Zandloper op kansel bedoeld als maatregel tegen lange preken

„We nemen nog een glaasje!”

Door A. Bel
De eerste keer dat ik met een zandloper geconfronteerd werd, was zo'n veertig jaar geleden. Ik was toen acht jaar en we logeerden bij tante Bet, een oude nicht van mijn vader. Ze was al jaren weduwe en woonde aan de Diefdijk in Leerdam.

Tante Bet had een zandlopertje, dat ze gebruikte bij het eieren koken. Waren er toen nog geen kookwekkers? Tante Bet zou er in ieder geval niets aan gehad hebben: ze was stokdoof. Ze praatte veel in zichzelf. Of was het bidden? En ze zong. Van de vele psalmen die ik hoorde, kan ik me er maar één herinneren: Zie op mij in gunst van boven; wees mij toch genadig, Heer'.

Uurglas
Tijdens mijn diensttijd bij de Koninklijke Marine kwam ik voor de tweede keer in aanraking met de zandloper, althans, met een gebruik dat daarmee te maken had. Sinds de veertiende eeuw werd aan boord van schepen een zandloper gebruikt om de tijd bij te houden. Elk halfuur werd het uurglas (zoals het apparaat ook wel werd genoemd) omgedraaid. Bij de marine duurde een wacht vier uur, oftewel acht glazen. Op een bel werden acht tikken gegeven (glazen geslagen), zodat iedereen aan boord kon weten hoe laat het was. Dit gebruik werd bij de marine nog in ere gehouden, 's avonds om acht uur. Op het commando „leerling, bij de bel” moest je je naar de scheepsklok begeven, en na het bevel „leerling, acht glazen!” achtmaal aan het allemanseindje trekken dat de klepel in beweging bracht.

Ds. Ledeboer
Enkele jaren nadien las ik een verhaal over ds. L. G. C. Ledeboer. „Er waren natuurlijk ook dominees onder en boven de wet. Zoals Ledeboer van Benthuizen, die zich aan geen enkele regel placht te storen. In zijn kruisgemeente maakte hij trouwens zelf de dienst uit. Wees de zandloper het uur van ophouden aan, dan keerde Ledeboer hem om met de woorden: „Broedertjes, we nemen nog een glaasje!””

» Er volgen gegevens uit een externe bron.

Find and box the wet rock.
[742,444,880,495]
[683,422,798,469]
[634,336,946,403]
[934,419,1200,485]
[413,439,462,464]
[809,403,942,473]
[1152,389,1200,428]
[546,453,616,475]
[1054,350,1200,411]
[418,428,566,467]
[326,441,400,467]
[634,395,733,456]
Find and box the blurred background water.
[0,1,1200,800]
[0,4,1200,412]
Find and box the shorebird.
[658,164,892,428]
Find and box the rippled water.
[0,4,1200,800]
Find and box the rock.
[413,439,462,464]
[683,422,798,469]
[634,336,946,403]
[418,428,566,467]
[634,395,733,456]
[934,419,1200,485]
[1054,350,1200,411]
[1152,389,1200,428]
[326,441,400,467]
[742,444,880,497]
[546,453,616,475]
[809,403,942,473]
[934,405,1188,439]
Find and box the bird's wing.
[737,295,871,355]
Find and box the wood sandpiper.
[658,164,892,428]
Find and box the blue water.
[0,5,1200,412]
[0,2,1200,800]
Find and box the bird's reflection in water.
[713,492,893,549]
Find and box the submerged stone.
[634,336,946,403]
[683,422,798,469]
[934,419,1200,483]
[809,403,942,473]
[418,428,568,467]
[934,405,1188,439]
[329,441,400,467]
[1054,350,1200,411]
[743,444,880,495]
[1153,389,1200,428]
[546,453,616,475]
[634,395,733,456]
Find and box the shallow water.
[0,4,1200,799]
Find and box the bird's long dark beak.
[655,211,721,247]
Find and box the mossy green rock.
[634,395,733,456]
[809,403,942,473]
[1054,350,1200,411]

Raar verhaal! Ds. Ledeboer diende geen kruisgemeente. „Broedertjes”, zo'n aanspraak was niets voor hem. Menselijke bepalingen, daar bekommerde hij zich niet om, maar een platvloerse uitdrukking als „nog een glaasje” strookte niet met zijn aristocratische afkomst, die hij nooit heeft verloochend. Trouwens, op de sobere preekstoel in die eenvoudige schuurkerk in Benthuizen bevond zich helemaal geen zandloper. Die was te vinden op monumentale kansels.

Een zandloper op de kansel was bedoeld als maatregel tegen te lang preken. Ook in de Bijbel komen we lange preken tegen. Ezra las het boek der wet voor „van het morgenlicht tot op de middag”. Paulus hield in Troas een lange afscheidspreek: „hij strekte zijn rede uit tot de middernacht”. Eutychus viel uit het raam en dat kostte hem het leven. Hij werd van dood levend gemaakt en het was tot verheerlijking van God.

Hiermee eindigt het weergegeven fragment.